Jonas Torland, cofundador da 7Analytics, com sede na Noruega, que desenvolve modelos para prever inundações e deslizamentos de terra, disse que os governos e as empresas nos Estados Unidos tinham gestores de risco mais habituados a avaliar os riscos ambientais, enquanto na Europa as autoridades não estavam preparadas.

“Muitas vezes vemos despesas substanciais com um apoio mínimo de dados para uma tomada de decisão informada”, disse Torland, cujos modelos são usados ​​nas cidades de Oslo, Bergen e Kristiansand, à Thomson Reuters Foundation.
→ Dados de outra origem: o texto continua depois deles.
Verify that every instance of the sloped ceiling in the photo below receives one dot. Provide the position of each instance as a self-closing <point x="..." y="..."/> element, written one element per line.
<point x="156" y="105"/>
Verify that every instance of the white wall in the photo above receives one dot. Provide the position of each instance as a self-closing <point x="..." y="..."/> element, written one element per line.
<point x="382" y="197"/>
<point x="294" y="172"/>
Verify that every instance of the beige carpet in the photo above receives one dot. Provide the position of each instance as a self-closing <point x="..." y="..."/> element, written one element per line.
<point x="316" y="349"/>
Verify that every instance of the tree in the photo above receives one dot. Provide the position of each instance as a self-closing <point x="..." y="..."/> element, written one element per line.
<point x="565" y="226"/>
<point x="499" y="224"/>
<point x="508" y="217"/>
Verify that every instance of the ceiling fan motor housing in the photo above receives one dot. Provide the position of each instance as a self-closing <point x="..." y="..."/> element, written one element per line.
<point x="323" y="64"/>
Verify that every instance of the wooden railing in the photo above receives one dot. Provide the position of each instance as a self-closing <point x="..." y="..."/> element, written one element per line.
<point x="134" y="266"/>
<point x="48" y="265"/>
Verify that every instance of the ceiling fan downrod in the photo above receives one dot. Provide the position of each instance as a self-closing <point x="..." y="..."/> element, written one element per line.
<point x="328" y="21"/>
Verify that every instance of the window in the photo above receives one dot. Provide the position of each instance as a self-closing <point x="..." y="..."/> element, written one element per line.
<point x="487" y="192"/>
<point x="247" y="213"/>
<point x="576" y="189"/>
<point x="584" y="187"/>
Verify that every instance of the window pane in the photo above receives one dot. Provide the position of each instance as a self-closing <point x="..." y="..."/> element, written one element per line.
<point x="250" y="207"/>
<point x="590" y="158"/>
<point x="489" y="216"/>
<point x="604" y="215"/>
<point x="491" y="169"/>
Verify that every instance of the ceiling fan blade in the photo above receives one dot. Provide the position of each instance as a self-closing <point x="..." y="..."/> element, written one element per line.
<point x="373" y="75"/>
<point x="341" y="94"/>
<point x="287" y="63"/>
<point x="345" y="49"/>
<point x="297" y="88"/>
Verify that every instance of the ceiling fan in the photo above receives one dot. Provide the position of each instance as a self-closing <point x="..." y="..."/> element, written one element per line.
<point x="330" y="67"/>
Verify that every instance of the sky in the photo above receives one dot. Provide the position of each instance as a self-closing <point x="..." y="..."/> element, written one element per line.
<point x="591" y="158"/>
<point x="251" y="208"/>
“Embora a IA seja um componente crucial destes modelos, infelizmente, os governos não estão a investir ou a adquirir estas soluções avançadas de IA”, disse ele, acrescentando que acredita que os governos “se apegam aos seus antigos fornecedores de dados e consultores”.

O processamento de dados também é um desafio porque esses modelos complexos de IA precisam executar atualizações a cada hora à medida que as previsões mudam.

Isso requer muito poder de computação e muito tempo – especialmente em escalas mais minuciosas.

Uma grade de 1 por 1 metro, que o 7Analytics usa para suas previsões, é 100 vezes mais detalhada do que uma grade de 10 por 10 metros, mas requer mais de 100 vezes mais tempo para ser processada.

O elevado poder de computação também significa que são necessárias enormes quantidades de energia e água, o que torna os modelos de IA parte do problema, porque estão a aumentar as emissões que provocam o aquecimento do planeta e que impulsionam a emergência climática.

Algumas grandes empresas tecnológicas, como a Microsoft e a Google, estão a explorar a utilização da energia nuclear para gerir os seus enormes centros de armazenamento de dados.

Outros cientistas sublinham que, para além de refinarem as suas capacidades de previsão, as autoridades precisam de investir em soluções físicas, como o desenvolvimento de áreas onde as águas das cheias possam ser armazenadas com segurança e sistemas de alerta precoce.

Precisam também de minimizar o desenvolvimento em zonas propensas a inundações, dada a probabilidade de inundações mais intensas provocadas pelas alterações climáticas, e cumprir os seus compromissos de limitar as emissões.

“Não é uma questão de dados, tecnologia ou conhecimento. É uma questão de implementação, de vontade política”, disse Friederike Otto, professora sênior do Imperial College de Londres, em resposta por e-mail a perguntas.

“Enquanto o mundo queimar combustíveis fósseis, a causa profunda das alterações climáticas, os fenómenos meteorológicos extremos continuarão a intensificar-se, matando pessoas e destruindo casas. Para travar esta tendência, precisamos de substituir o petróleo, o gás e o carvão por energias renováveis.”

(Exceto a manchete, esta história não foi editada pela equipe da NDTV e é publicada a partir de um feed distribuído.)